Das gleiche Phänomen erleben Sie bei Änderungen im Projekt. Es will sich in der Projektarbeit keiner frühzeitig festlegen. So passiert es, dass ausgerechnet im letzten Drittel eines Projekts die Anzahl der Änderungen in die Höhe schnellt. Dann werden die Änderungen echt teuer und verursachen unteranderem Terminverschiebungen. Bei einer Tageszeitung gibt es einen Redaktionsschluss. Dieser ist auch in der Projektarbeit zwingend erforderlich. Aber alle Beteiligten wollen flexibel bleiben. Dieses Ziel ist ja durchaus wünschenswert. Nur diese Art der Flexibilität, sich nicht rechtzeitig festlegen zu wollen, damit nicht Flagge zeigen und keine Verantwortung übernehmen zu wollen, führt in die Sackgasse. Hohe Kosten, mangelnde Termintreue und hohe Fehlerquoten lassen den Gewinn des Projekts dahinschmelzen. Die Rückrufaktionen, nicht nur bei Automobilen, zeugen von der Kultur der Unverbindlichkeit und mangelnden Bereitschaft, auch die Konsequenzen seines Handelns zu tragen.

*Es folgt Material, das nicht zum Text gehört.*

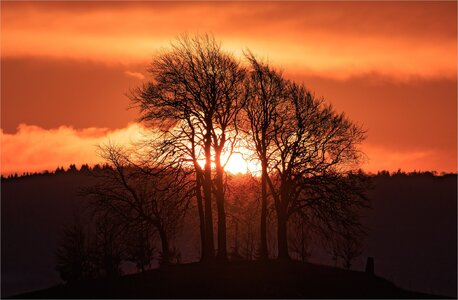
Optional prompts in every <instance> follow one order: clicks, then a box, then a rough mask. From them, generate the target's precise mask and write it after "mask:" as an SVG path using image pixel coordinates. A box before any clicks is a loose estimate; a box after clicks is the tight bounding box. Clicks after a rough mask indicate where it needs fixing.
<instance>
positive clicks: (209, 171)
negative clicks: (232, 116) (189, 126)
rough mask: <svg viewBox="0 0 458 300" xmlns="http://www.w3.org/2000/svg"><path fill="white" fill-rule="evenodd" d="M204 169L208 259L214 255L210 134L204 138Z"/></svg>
mask: <svg viewBox="0 0 458 300" xmlns="http://www.w3.org/2000/svg"><path fill="white" fill-rule="evenodd" d="M204 150H205V168H204V176H203V189H204V200H205V202H204V208H205V248H206V251H205V252H206V255H207V257H208V258H209V259H211V258H213V257H214V255H215V245H214V242H213V214H212V169H211V132H210V131H209V132H207V134H206V136H205V149H204Z"/></svg>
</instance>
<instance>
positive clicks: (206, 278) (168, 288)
mask: <svg viewBox="0 0 458 300" xmlns="http://www.w3.org/2000/svg"><path fill="white" fill-rule="evenodd" d="M13 298H48V299H51V298H61V299H64V298H126V299H127V298H130V299H134V298H441V297H440V296H436V295H428V294H421V293H416V292H410V291H406V290H403V289H400V288H398V287H396V286H395V285H394V284H392V283H390V282H388V281H387V280H384V279H382V278H380V277H377V276H373V275H370V274H366V273H363V272H356V271H345V270H342V269H337V268H332V267H325V266H319V265H313V264H302V263H298V262H279V261H269V262H231V263H228V264H204V263H192V264H184V265H175V266H168V267H166V268H161V269H156V270H151V271H148V272H145V273H143V274H134V275H126V276H122V277H119V278H115V279H99V280H93V281H86V282H78V283H73V284H66V285H58V286H55V287H52V288H49V289H45V290H40V291H36V292H31V293H26V294H21V295H17V296H15V297H13Z"/></svg>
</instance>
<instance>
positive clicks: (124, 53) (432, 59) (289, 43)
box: [2, 2, 457, 79]
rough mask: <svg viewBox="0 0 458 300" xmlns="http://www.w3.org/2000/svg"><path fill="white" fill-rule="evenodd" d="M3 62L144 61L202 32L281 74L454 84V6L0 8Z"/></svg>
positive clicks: (152, 2) (309, 3) (391, 2)
mask: <svg viewBox="0 0 458 300" xmlns="http://www.w3.org/2000/svg"><path fill="white" fill-rule="evenodd" d="M2 8H3V10H2V56H5V57H17V56H41V57H53V58H61V59H62V58H64V59H84V60H93V61H102V62H105V63H108V64H112V63H121V64H126V63H132V62H141V63H143V62H147V61H149V60H150V59H151V56H152V55H153V54H154V53H155V52H156V51H158V50H159V49H161V48H163V47H166V46H167V45H168V44H169V41H170V40H171V39H173V38H174V37H176V36H177V35H179V34H181V33H185V32H188V33H195V32H200V33H203V32H209V33H213V34H215V35H216V36H217V38H218V39H221V40H222V41H223V45H224V47H225V48H226V49H228V50H229V51H232V52H234V53H236V54H240V55H241V54H242V50H244V49H245V48H246V47H249V48H250V49H252V50H253V51H254V52H255V53H259V54H260V55H261V56H264V57H268V58H269V59H270V60H272V62H274V63H275V64H279V65H282V66H283V67H284V68H286V69H290V70H302V71H306V72H307V73H309V74H314V75H320V76H326V77H331V78H342V79H344V78H348V77H351V76H358V75H360V74H366V73H378V74H382V75H386V76H391V77H395V78H399V79H405V78H409V77H416V76H421V77H426V78H430V77H434V78H437V77H440V78H443V77H447V78H450V77H453V78H456V66H457V59H456V49H457V29H456V27H457V26H456V22H457V21H456V20H457V16H456V9H457V6H456V2H412V3H409V2H384V3H383V2H340V3H334V2H332V3H331V2H329V3H327V2H320V3H318V4H317V3H314V2H292V3H286V2H282V3H275V2H267V3H261V2H251V3H243V2H236V3H224V2H219V3H211V2H206V3H205V2H204V3H193V2H186V3H158V2H143V3H122V2H121V3H119V2H118V3H111V2H110V3H103V2H97V3H87V2H67V3H57V4H56V3H13V2H7V3H2Z"/></svg>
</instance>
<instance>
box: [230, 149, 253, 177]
mask: <svg viewBox="0 0 458 300" xmlns="http://www.w3.org/2000/svg"><path fill="white" fill-rule="evenodd" d="M239 152H241V153H233V154H232V155H231V157H230V158H229V161H228V162H227V164H226V166H225V167H224V169H225V170H226V171H228V172H230V173H232V174H239V173H242V174H245V173H248V172H250V173H252V174H253V175H257V174H258V173H260V170H261V166H260V164H259V163H258V162H257V161H252V160H249V159H247V158H244V156H245V157H246V156H247V155H242V153H244V152H245V151H243V152H242V149H239Z"/></svg>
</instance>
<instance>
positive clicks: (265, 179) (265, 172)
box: [244, 52, 286, 259]
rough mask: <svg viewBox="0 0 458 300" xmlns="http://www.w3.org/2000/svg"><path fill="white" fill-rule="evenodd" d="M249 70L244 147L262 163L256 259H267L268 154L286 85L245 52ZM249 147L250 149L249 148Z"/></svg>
mask: <svg viewBox="0 0 458 300" xmlns="http://www.w3.org/2000/svg"><path fill="white" fill-rule="evenodd" d="M246 58H247V59H248V61H249V63H250V66H251V70H250V72H249V76H248V78H247V80H246V86H247V88H246V90H247V95H248V96H247V101H246V103H245V106H244V111H245V112H246V116H247V123H248V124H247V125H246V126H245V128H246V129H247V132H248V135H249V136H250V137H251V140H250V142H251V143H247V144H248V147H249V148H254V149H252V150H253V152H254V153H255V154H256V156H257V158H258V159H259V161H260V162H261V216H260V245H259V256H260V258H261V259H267V257H268V251H267V233H266V230H267V229H266V228H267V225H266V220H267V197H268V191H267V189H268V187H267V177H268V164H269V158H270V156H271V155H272V154H273V153H271V152H269V149H270V148H271V146H272V145H271V144H272V143H273V141H274V137H275V134H276V128H275V127H274V126H273V122H274V117H275V113H276V110H277V108H278V106H279V105H280V102H281V101H282V99H283V97H284V96H285V90H286V81H285V80H284V79H283V78H282V75H281V73H280V72H278V71H276V70H274V69H273V68H271V67H270V66H269V65H267V64H264V63H261V62H259V61H258V60H257V59H256V57H255V56H254V55H253V54H252V53H251V52H248V53H247V54H246ZM250 145H252V147H250Z"/></svg>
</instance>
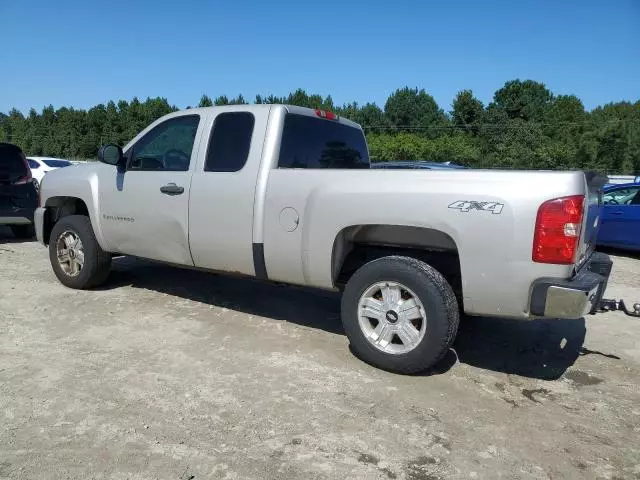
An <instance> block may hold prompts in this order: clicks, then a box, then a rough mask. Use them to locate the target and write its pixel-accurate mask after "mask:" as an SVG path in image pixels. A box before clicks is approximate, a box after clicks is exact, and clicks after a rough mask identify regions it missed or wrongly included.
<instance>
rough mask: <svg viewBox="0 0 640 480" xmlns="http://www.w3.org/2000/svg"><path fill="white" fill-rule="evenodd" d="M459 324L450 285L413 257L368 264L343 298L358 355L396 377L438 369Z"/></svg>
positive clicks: (351, 277) (454, 295)
mask: <svg viewBox="0 0 640 480" xmlns="http://www.w3.org/2000/svg"><path fill="white" fill-rule="evenodd" d="M459 321H460V316H459V312H458V302H457V300H456V297H455V295H454V293H453V290H452V289H451V286H450V285H449V284H448V283H447V281H446V279H445V278H444V277H443V276H442V274H440V272H438V271H437V270H435V269H434V268H433V267H431V266H429V265H427V264H426V263H424V262H421V261H420V260H416V259H414V258H410V257H399V256H392V257H383V258H379V259H377V260H373V261H371V262H369V263H367V264H365V265H364V266H362V267H361V268H360V269H359V270H358V271H356V272H355V273H354V274H353V276H352V277H351V278H350V279H349V281H348V283H347V286H346V288H345V290H344V293H343V296H342V324H343V325H344V329H345V332H346V334H347V337H348V338H349V341H350V343H351V347H352V350H353V351H354V353H355V354H356V355H357V356H358V357H360V358H361V359H362V360H364V361H365V362H367V363H370V364H371V365H374V366H376V367H378V368H382V369H384V370H388V371H391V372H396V373H405V374H410V373H416V372H419V371H422V370H426V369H428V368H430V367H432V366H433V365H435V364H436V363H437V362H438V361H439V360H440V359H441V358H442V357H443V356H444V355H445V354H446V353H447V351H448V350H449V347H450V346H451V344H452V343H453V340H454V339H455V336H456V333H457V331H458V324H459Z"/></svg>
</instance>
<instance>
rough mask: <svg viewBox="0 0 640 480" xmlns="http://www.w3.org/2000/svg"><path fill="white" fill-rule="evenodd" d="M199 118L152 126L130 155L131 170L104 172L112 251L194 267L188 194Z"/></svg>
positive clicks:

Das LKW-Mautprojekt und der neue Berliner Flughafen zeigen, dass es nicht schlimm ist, Endtermine mehrfach zu verschieben. Hier wird Unverbindlichkeit auf hohem Niveau selbst in der Öffentlichkeit zelebriert. Beim Mautprojekt ist nach der zweiten Terminverschiebung die Projektleitung ausgetauscht worden und die Eigentümer von Toll Collect haben sich verständigt, dass die neue Projektleitung nun freie Hand hat. Aber was ist beim Berliner Flughafen? Nur die Verantwortung für die Technik hat gewechselt …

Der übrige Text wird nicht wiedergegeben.